Toward the end of his days on earth, Jesus instructed his followers to love one another, to rely on each other, to help, encourage, and empower each other. This is the essence our Lord's prayer for his disciples in John 17:26: "I made your name known to them, and I will make it known, so that the love with which you have loved me may be in them, and I in them." Jesus was to live on within the community of his followers through God's Spirit--the Spirit of God's Agape Love.

So Jesus' good-bye really turned out to be God's big hello! The real story goes like this: God never left. Never moved. Never said farewell. God simply made an equal exchange. A shift in the plan. For tucked right smack in the middle of our lesson from Acts are these words: “...when the Holy Spirit comes upon you,
you will be filled with power, and you will be witnesses for me in Jerusalem and in all of Judea and Samaria, and to the ends of the earth,"

So far from saying goodbye, God is saying hello in a big way. God is no longer contained to a single person in a single location on planet earth. By coming into our very lives, God now wants to work through us, giving us the power to live out our faith, to share the Good News, and to grow in our relationships.
And, because God says hello with the giving of the Spirit, it means that we can say goodbye. We can say goodbye to our attempts to cling to the past, to cling to people, to structures, to old ways of thinking and doing, and even to our comfort zones.

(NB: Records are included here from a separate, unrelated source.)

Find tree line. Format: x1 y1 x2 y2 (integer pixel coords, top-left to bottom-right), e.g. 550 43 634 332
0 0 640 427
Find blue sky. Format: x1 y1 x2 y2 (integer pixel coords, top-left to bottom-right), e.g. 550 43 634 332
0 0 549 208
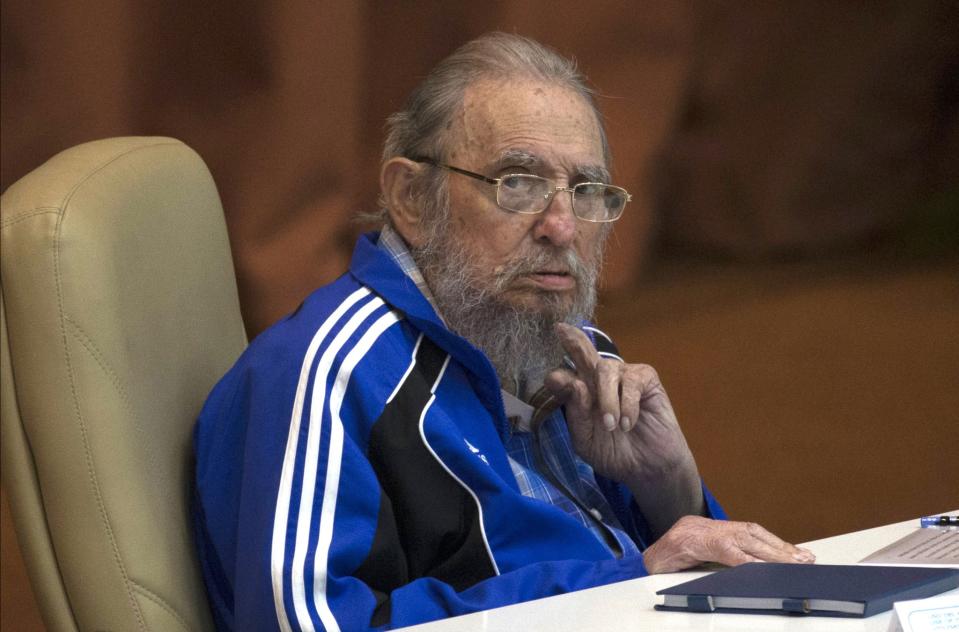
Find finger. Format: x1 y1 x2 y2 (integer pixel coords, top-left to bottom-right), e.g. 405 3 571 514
543 369 577 405
554 323 600 384
619 366 643 432
704 540 763 566
543 369 593 418
596 360 623 430
737 522 811 562
748 523 816 562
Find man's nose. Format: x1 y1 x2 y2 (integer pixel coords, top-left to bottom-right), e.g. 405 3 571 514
533 191 579 246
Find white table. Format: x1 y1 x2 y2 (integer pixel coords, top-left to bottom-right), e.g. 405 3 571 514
404 510 959 632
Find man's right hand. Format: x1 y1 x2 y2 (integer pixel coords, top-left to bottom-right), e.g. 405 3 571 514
643 516 816 574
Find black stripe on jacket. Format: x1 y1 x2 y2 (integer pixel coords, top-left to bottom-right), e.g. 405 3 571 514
355 336 496 625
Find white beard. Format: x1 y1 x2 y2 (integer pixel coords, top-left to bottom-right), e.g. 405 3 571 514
411 221 605 397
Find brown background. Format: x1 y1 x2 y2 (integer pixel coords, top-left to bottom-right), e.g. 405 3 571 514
0 0 959 630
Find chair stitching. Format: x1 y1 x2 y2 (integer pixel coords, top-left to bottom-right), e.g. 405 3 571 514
130 579 190 632
63 316 133 414
60 142 186 212
0 206 60 228
53 142 196 630
53 189 147 630
63 316 163 498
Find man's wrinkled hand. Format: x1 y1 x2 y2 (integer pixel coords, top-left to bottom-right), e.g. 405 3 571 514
643 516 816 574
545 324 703 534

We can follow God's Spirit as the Spirit moves among us to give us greater mission, clearer vision, and the power to do what we've never done before. As we follow the lead of God's Spirit we may also have to risk walking down new paths at times.
But the bottom line is that far from a goodbye, God has granted us the Spirit of Jesus and that means that we are filled with power to follow in our Lord's footsteps--to be in joyful mission to a hurting world. In the midst of our current crises and periods of transition, let us on this day embrace and celebrate God's big hello, the giving of God's Comforter and Encourager. For we are the people of God, empowered by the Spirit of Jesus. Amen.